All eyes at this year’s UEFA European Football Championship have been on the performances of the players and managers. The tactics and skill on display have once again captivated the continent – and the world – as teams fight for success.
However, success is not dependent upon player performance alone, but also by the close scrutiny by staff and coaches of the match and training data collected in real time. From monitoring run-rates to touches of the ball and player health, football teams use data and real-time analysis much in the same way business IT teams do, to enhance performance.
Whether it’s sports teams, retailers or manufacturers – the use of data to define strategy and create tactics has become an essential route to optimal performance. With IDC predicting unbridled growth of unstructured data by 2025, football clubs need to act like modern technology businesses: adept at managing different data streams, removing silos and providing consistent insights that can deliver real-time changes during matches.
The new 12th man
This evolution in mindset shows that we are on the cusp of unlocking real transformation in the game. From a fan’s perspective, we’re now closer than ever to our favourite clubs and players, as we have all the insights such as goals scored and assists etc. readily available from companies like Opta or Squawka. While the effective management of data, and deployment of data scientists, has already born fruit for some clubs.
An example is Brentford FC. Over the past decade, the club has turned to data analytics to effectively monitor how and when its players pass the ball, shoot at goal, as well as the team’s defensive stability and off-the-ball positioning. As a result, backed by smart data, the club has risen quickly from League One to the Premier League – a real fairytale story for fans. While at the international level, England’s climb through the Euros group stages and into the knockout rounds is no coincidence. In recent years, the team has pivoted its approach to accommodate the use of technology: using vests from the likes of Catapult to improve positioning or sleep monitoring devices to observe resting conditions and ensure match-day readiness. It’s clear that effective data analysis produces results on and off the pitch.
While real time data analysis is the ultimate goal, very few organisations are able to achieve it. Challenges like slow and unpredictable performance in search queries preventing fast access to insights, siloed and segmented data creating inefficiencies and gaps in data pipelines, producing inaccurate or less effective results. Legacy architectures and complex operational structures can stall or even stagnant growth as organisations battle to glean more insights from their overwhelmed analytic platforms.

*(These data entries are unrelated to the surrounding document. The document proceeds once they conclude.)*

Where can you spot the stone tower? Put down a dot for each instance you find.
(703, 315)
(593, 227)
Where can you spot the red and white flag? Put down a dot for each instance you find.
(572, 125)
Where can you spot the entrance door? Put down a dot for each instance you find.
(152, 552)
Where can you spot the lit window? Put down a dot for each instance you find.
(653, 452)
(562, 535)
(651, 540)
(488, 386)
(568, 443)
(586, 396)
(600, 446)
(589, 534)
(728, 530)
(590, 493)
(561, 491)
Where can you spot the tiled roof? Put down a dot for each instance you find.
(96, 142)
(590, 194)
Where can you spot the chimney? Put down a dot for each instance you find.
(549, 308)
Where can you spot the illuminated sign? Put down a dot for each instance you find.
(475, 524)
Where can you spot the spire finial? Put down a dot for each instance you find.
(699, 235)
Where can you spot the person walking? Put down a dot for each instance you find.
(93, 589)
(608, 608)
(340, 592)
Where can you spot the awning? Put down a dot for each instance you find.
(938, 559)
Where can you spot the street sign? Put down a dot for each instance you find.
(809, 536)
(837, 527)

To take advantage of the data at their disposal, teams have turned to leading edge technologies such as Unified Fast File and Object (UFFO) platform. UFFO can scale in tandem with the huge volume of data produced from the club’s sensors and technology, consolidating file and object data in one place to eliminate silos and deliver consistent and reliable data, often in real-time. In turn, this empowers analysts to swiftly derive value and insights that can inform strategy or tactics.
Reaching the next level
Brentford and England are two shining examples of football teams who have moved fast to implement a digital strategy to great success. But for those sporting organisations beginning their digital transformation journey, it’s important to note that tackling the volume of disaggregated data produced by the modern game, and analysing it for real-time insights is not an insurmountable challenge.

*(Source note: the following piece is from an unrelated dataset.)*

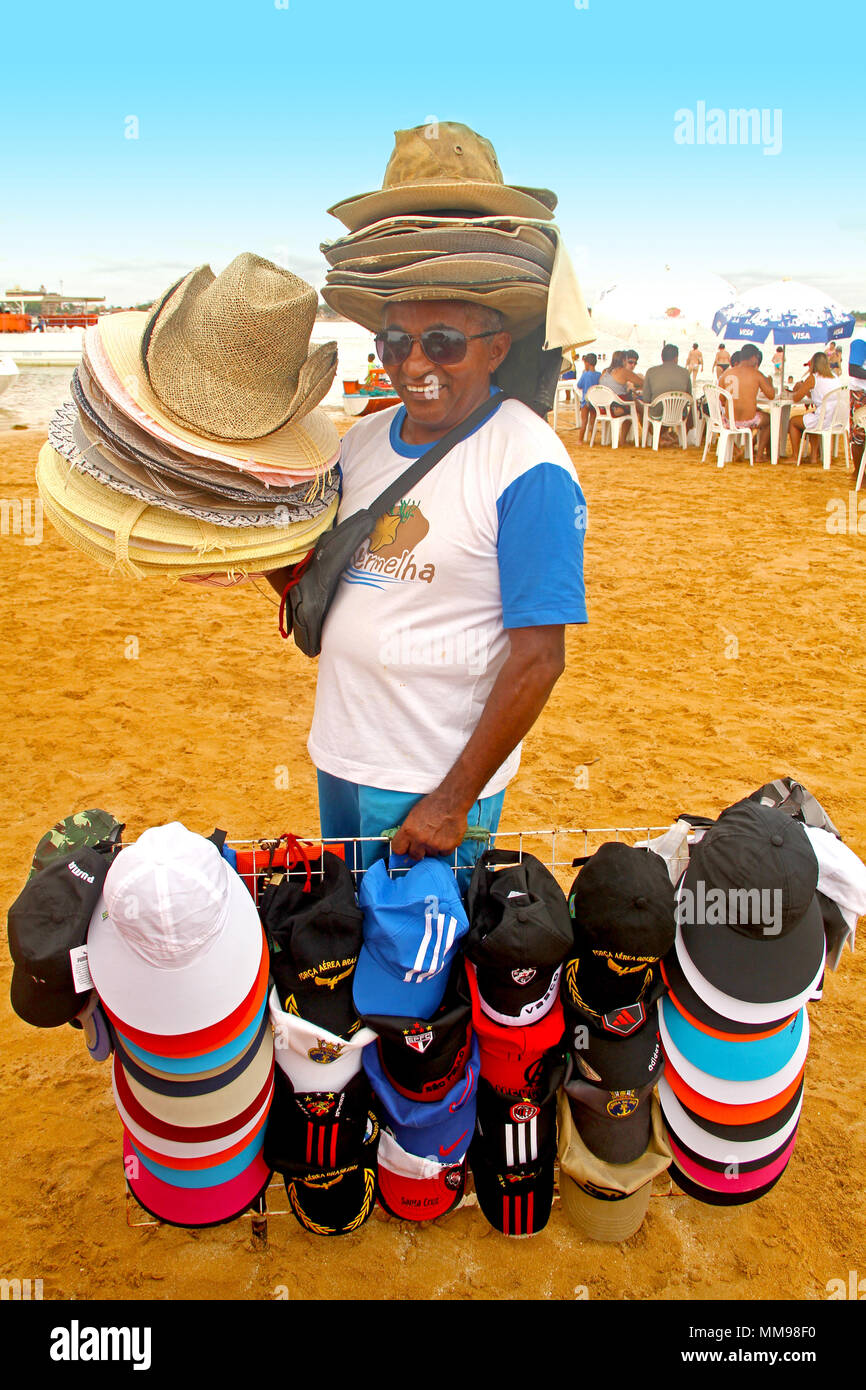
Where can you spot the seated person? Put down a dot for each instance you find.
(742, 380)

The business transformation of Southampton FC is a good example. Working with Pure, the club is achieving targets across its sporting and commercial operations. Previously, its existing systems were running out of storage space, and data-intensive requirements needed a new approach. Now the club relies on Pure to join up data from every aspect of the club for optimum performance on and off the field.
By overhauling legacy infrastructure, among other improvements, their average application performance increased by 37%. In practice this supports the club’s vision of being able to analyse, measure, and optimise every aspect of its operations, from discovering the latest hot prospects in its youth teams, through to helping senior players make a faster recovery from injury. The club sees this as a means of differentiating from the other clubs in the league.
Data as the playmaker to success
It’s clear that data is at the heart of the modern game. The clubs that want to maintain their competitive edge will need to have a modern infrastructure in place that can consolidate, store and analyse the data in real-time, to ensure they are gaining every crucial insight they can. That’s how the teams of tomorrow will compete, and secure those all-important results.